One of the most interesting, difficult and critical Bible texts related to end-times fascination is Daniel 9:24-27, the so-called ‘Seventy Weeks Prophecy’. Any belief in an Antichrist making a seven-year peace treaty with Israel and then breaking it to herald a Great Tribulation is derived almost exclusively from this passage. However, this is just one interpretation and there are actually others. It is naturally convenient to project difficult details onto unspecified future events, especially when these are imminent enough to heighten anxieties and pique curiosity (as well as to promote book sales!)
Surely no-one can dogmatically assert the intent of any such passage, anyway, when it is fairly obscure. Perhaps it is possible that this is an intended literary device permitting it to apply to multiple scenarios and therefore to multiple generations. That idea could be a cop-out, though, so here’s one possible alternative view that has been harmonised with the biblical book of Revelation in a way that allows biblical prophecy to be more of a comment on the past than the future, even though it in no way detracts from the idea that Christ will return to Earth again.
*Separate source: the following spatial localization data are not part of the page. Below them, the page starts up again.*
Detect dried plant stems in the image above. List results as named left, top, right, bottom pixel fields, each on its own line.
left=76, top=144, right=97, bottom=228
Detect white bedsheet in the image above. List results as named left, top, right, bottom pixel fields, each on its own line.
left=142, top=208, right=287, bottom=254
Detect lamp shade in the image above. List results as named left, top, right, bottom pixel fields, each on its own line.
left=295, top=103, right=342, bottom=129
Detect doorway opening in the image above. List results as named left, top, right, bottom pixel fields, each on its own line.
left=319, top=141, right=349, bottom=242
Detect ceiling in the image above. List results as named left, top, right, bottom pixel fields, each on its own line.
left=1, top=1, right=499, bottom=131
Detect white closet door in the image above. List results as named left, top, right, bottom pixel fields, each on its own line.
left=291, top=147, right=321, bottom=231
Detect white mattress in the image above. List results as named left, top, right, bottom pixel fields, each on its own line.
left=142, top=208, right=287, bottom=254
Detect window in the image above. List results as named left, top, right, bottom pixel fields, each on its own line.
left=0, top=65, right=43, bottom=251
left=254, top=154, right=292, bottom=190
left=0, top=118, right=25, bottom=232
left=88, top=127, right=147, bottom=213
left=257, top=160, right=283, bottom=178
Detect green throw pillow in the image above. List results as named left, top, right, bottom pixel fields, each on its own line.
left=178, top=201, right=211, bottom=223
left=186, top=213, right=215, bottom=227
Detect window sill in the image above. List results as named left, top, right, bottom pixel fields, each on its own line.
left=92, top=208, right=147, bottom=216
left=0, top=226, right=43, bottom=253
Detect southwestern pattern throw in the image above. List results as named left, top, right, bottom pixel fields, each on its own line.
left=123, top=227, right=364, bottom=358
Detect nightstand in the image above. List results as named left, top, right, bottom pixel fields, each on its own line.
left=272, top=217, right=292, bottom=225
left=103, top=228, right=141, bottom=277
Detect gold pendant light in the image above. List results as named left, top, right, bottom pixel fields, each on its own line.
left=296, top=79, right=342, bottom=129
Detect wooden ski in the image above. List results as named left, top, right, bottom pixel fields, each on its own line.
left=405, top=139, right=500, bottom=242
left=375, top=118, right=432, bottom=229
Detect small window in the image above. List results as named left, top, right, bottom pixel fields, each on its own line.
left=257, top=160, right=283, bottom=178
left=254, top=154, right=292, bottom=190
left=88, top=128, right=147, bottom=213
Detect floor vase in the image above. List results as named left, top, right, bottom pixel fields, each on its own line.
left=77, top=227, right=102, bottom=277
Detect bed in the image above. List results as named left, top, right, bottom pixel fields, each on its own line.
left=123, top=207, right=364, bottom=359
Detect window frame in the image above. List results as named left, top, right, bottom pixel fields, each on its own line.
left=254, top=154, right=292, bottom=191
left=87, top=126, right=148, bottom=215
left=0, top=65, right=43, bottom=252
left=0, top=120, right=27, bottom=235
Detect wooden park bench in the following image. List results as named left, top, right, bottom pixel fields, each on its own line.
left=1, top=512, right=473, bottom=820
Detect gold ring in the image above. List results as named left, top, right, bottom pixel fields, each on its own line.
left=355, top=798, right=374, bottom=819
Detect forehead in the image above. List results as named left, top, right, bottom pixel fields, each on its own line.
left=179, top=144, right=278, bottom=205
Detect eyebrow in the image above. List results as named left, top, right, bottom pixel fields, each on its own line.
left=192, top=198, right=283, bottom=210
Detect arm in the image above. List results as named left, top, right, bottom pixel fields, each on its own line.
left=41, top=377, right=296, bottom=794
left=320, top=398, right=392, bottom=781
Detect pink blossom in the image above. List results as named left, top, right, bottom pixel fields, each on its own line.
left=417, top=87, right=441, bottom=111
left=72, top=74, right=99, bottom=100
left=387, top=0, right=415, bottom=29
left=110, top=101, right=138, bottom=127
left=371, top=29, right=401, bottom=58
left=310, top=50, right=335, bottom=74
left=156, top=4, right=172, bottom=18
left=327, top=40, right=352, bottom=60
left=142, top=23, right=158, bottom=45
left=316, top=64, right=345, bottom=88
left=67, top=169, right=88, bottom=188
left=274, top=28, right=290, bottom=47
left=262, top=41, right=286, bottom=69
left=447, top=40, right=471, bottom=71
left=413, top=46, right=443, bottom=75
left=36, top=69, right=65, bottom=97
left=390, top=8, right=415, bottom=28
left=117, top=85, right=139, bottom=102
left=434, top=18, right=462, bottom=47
The seventy weeks (or seventy sevens) represent seventy periods of seven years each, that is, 490 years. This application is seen in Leviticus 25:8. Also, Jeremiah 25:11 and 29:10 refer to a seventy year captivity, but project a full 490 years toward Christ’s redemption if accepting the idea of a seven-fold retribution for sin in accordance with Leviticus 26:18, as possibly hinted by Daniel 9:24. Some suggest that these are symbolic years, due to the prophetic nature of the book (a little like the Millennial ‘thousand’ of Revelation 20:1-6 being an imprecise and symbolic representation of a lengthy time – perhaps the church age). However, the specific nature of prophetic fulfilment in Daniel allows the 490 years to be a literal period.
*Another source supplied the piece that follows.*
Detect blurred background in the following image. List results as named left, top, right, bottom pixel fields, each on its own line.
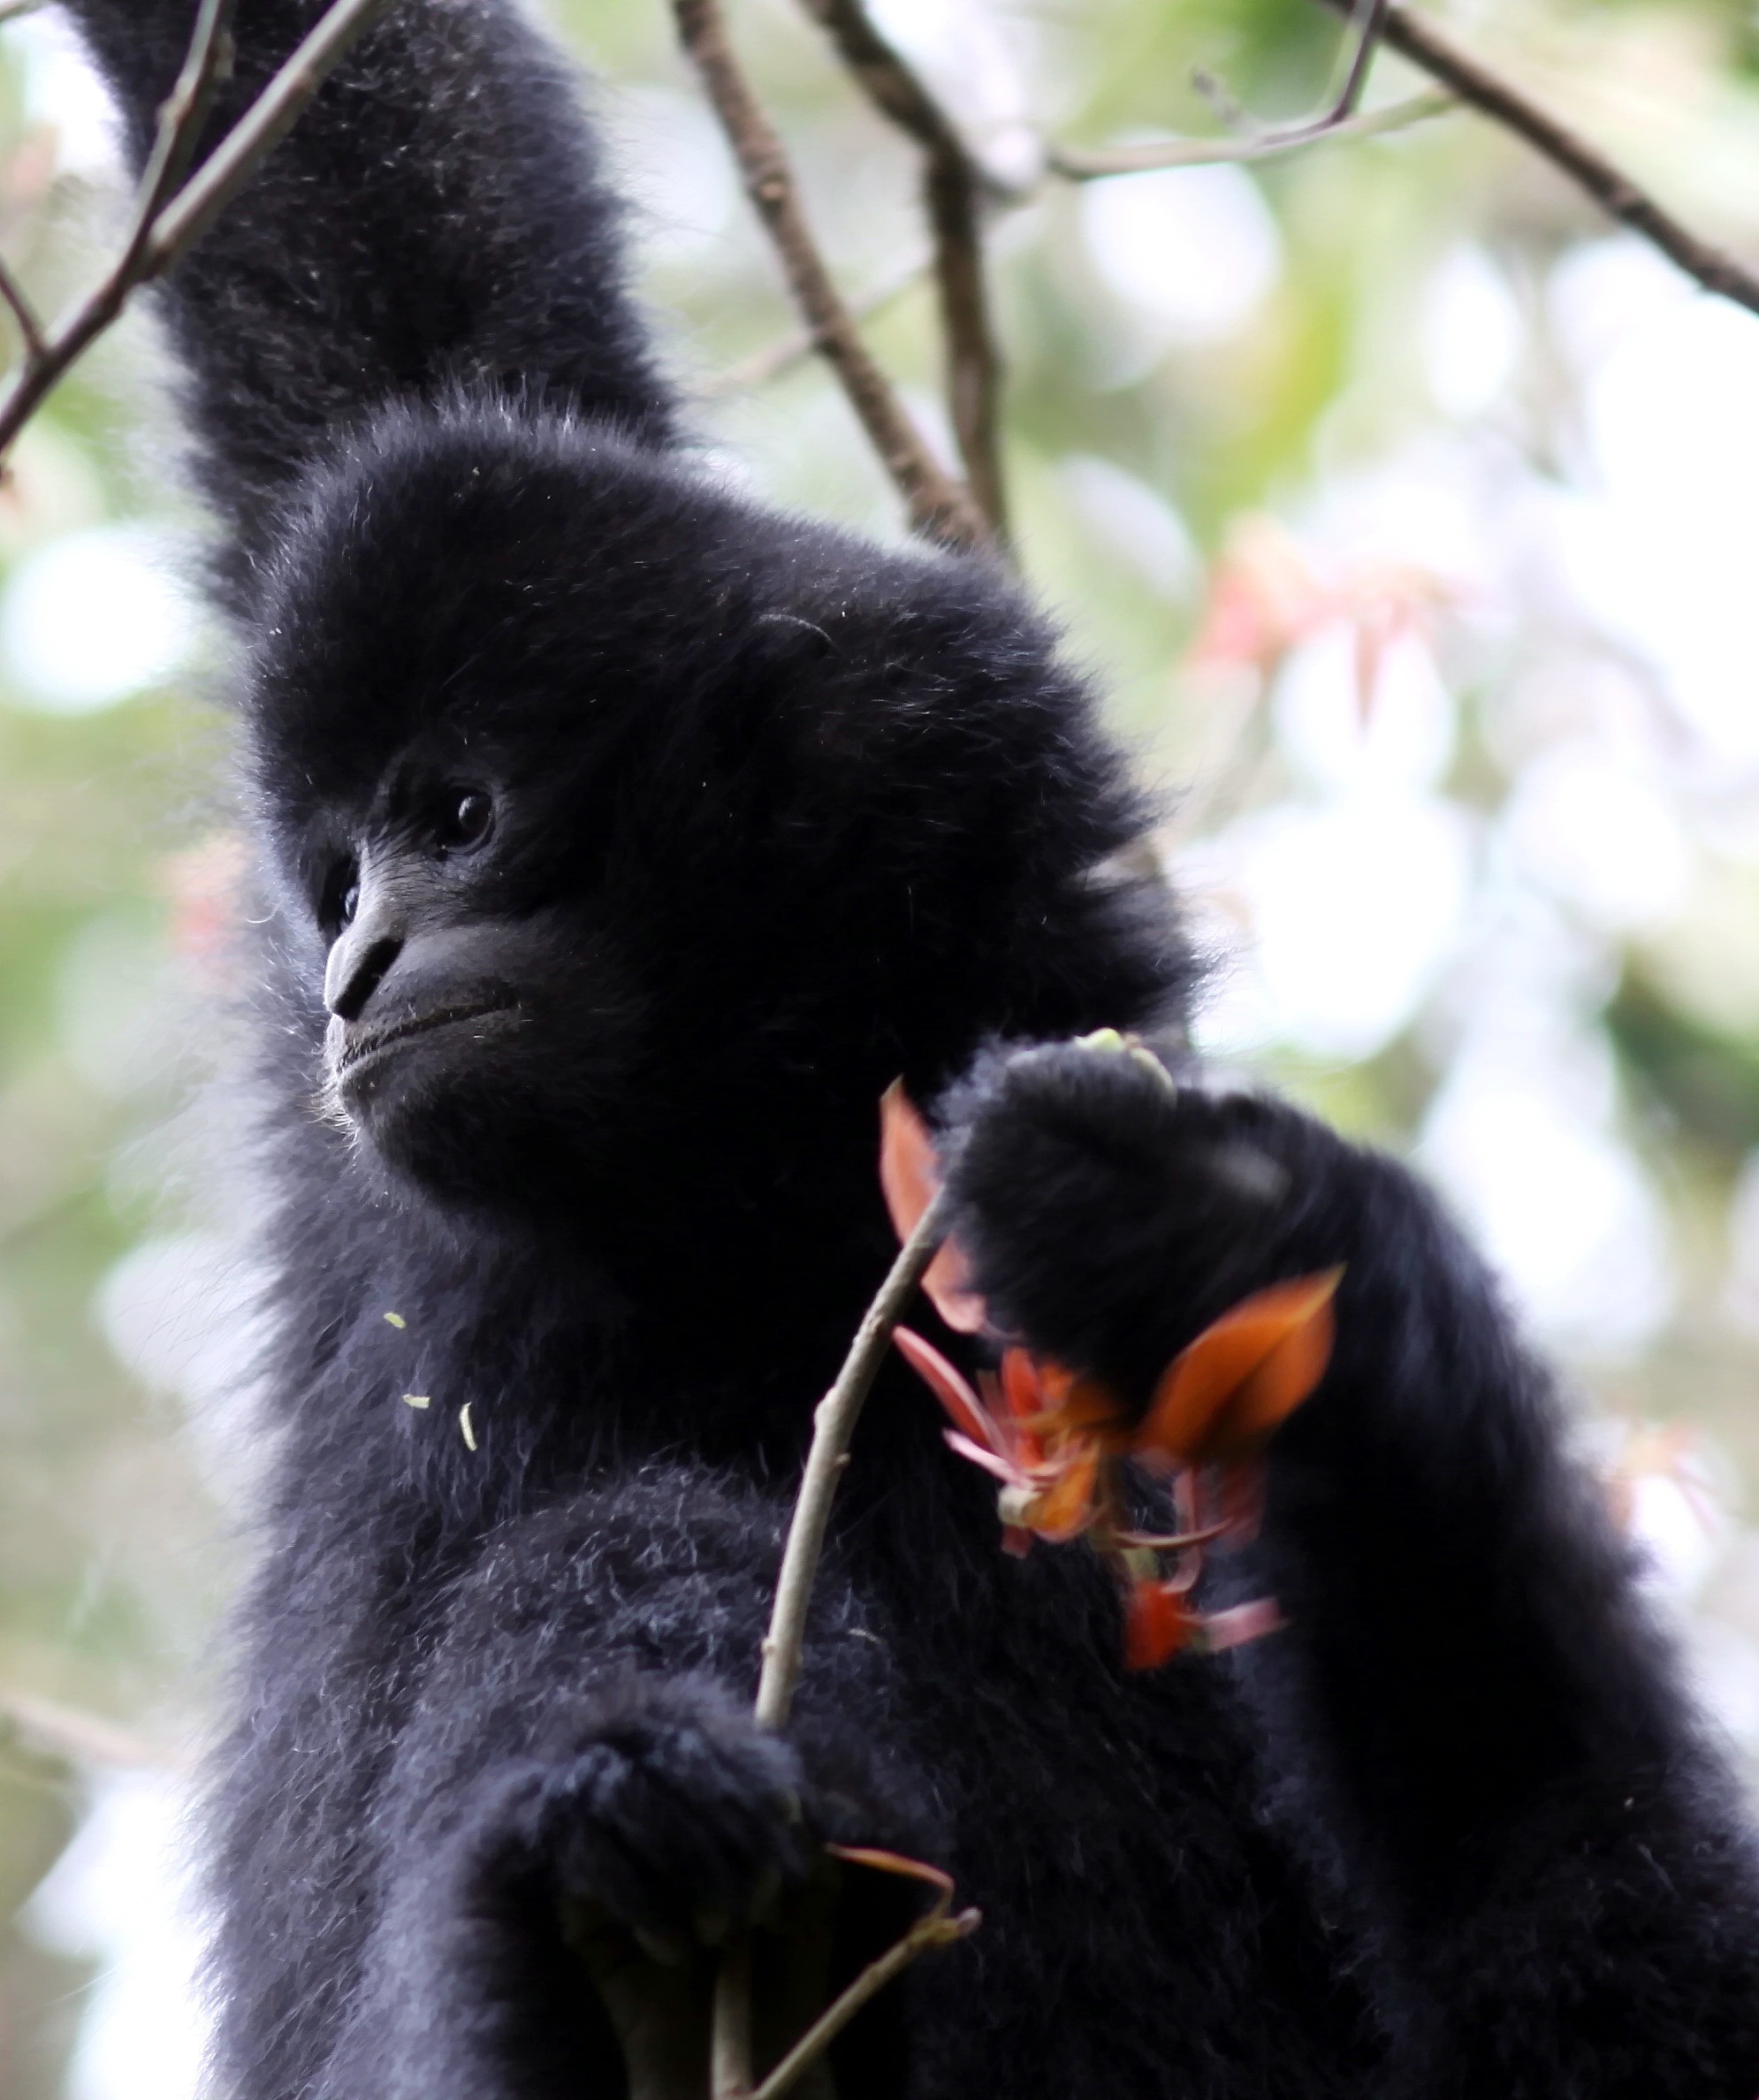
left=0, top=0, right=1756, bottom=2092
In verse 25, Messiah is connected with the fulfilment explicitly, but there is a three-fold division of 49 years, 434 years and 7 years. These all date back to a command to rebuild Jerusalem which came with the 444 B.C. decree of Artaxerxes in Nehemiah 2:5-8, but this was an extension of an earlier decree in 457 B.C. So, 457 to 408 B.C. gives forty-nine years, possibly indicating the full completion of the building of Jerusalem and/or the close of the Old Testament canon. The separately-mentioned 434 years of verse 25 coincides with the silent intertestamental years until the inauguration of Jesus’s earthly ministry in A.D. 27 (noting that there is no year ‘0’). This makes Jesus around thirty years of age at the time, as required, placing His birth just before the 4 B.C. death of Herod in His infancy, as suggested by Matthew 2. This all gives a not un-Daniel-like piece of prophetic precision.